Reference can be made to the decision of the Tribunal in M/s Surya Wires Pvt. Ltd. vs. Principal Commissioner, CGST, Raipur [2025 (4) TMI 441 - CESTAT NEW DELHI]. The Tribunal examined the provisions of sections 108 and 138B of the Customs Act as also the provisions of sections 14 and 9D of the Central Excise Act, 1944 and observed that 'What, therefore, follows is that a person who makes a statement during the course of an inquiry has to be first examined as a witness before the adjudicating authority and thereafter the adjudicating authority has to form an opinion whether having regard to the circumstances of the case the statement should be admitted in evidence, in the interests of justice.
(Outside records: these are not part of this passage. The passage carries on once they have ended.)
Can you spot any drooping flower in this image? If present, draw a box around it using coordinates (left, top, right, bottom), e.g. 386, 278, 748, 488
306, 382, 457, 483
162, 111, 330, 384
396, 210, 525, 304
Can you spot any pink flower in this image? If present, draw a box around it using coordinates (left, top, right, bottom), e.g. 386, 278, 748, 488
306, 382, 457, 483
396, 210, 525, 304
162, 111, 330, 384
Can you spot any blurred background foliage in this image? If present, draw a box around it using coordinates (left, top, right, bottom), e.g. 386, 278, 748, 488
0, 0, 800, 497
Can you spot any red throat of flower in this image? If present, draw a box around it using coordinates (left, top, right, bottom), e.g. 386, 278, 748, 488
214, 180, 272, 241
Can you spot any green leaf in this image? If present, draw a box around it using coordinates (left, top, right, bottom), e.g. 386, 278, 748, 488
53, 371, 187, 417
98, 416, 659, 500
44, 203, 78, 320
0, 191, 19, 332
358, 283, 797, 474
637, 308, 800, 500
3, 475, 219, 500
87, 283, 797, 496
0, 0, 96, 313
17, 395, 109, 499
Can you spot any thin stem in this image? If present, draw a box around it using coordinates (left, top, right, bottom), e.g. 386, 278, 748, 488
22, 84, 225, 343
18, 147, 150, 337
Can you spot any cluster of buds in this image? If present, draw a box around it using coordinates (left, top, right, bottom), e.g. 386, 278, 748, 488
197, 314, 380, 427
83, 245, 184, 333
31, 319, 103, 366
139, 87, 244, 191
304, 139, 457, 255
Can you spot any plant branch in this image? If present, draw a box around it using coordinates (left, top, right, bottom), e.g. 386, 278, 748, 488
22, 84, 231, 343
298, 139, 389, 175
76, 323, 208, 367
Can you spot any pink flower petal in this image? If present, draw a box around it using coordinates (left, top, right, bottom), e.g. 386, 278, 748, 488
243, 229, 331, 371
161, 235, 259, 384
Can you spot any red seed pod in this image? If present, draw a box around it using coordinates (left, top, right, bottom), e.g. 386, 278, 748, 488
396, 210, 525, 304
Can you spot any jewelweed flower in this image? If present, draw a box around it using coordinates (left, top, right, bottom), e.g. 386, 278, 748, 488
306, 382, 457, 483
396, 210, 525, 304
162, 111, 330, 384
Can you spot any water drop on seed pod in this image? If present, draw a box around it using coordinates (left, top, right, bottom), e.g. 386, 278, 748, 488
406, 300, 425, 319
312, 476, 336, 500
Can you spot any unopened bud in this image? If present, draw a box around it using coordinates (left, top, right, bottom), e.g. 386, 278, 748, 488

Once this determination regarding admissibility of the statement of a witness is made by the adjudicating authority, the statement will be admitted as an evidence and an opportunity of cross-examination of the witness is then required to be given to the person against whom such statement has been made. It is only when this procedure is followed that the statements of the persons making them would be of relevance for the purpose of proving the facts which they contain.'
In view of the aforesaid decision of the Tribunal in Surya Wires, the statements made by the appellant and the exporters under section 108 of the Customs Act could not have been considered by the Commissioner of Customs (Appeals). The finding that has been recorded by the Commissioner (Appeals) that the appellant helped the exporters in availing the benefit of drawback cannot, therefore, be sustained.
In this view of the matter, the penalties that have been imposed upon the appellant under sections 114(iii) and 114AA of the Customs Act based on the statements of the appellant and the exporters are set aside.
The impugned order dated April 04, 2022 passed by the Commissioner (Appeals), therefore, deserves to be set aside and is set aside - appeal allowed.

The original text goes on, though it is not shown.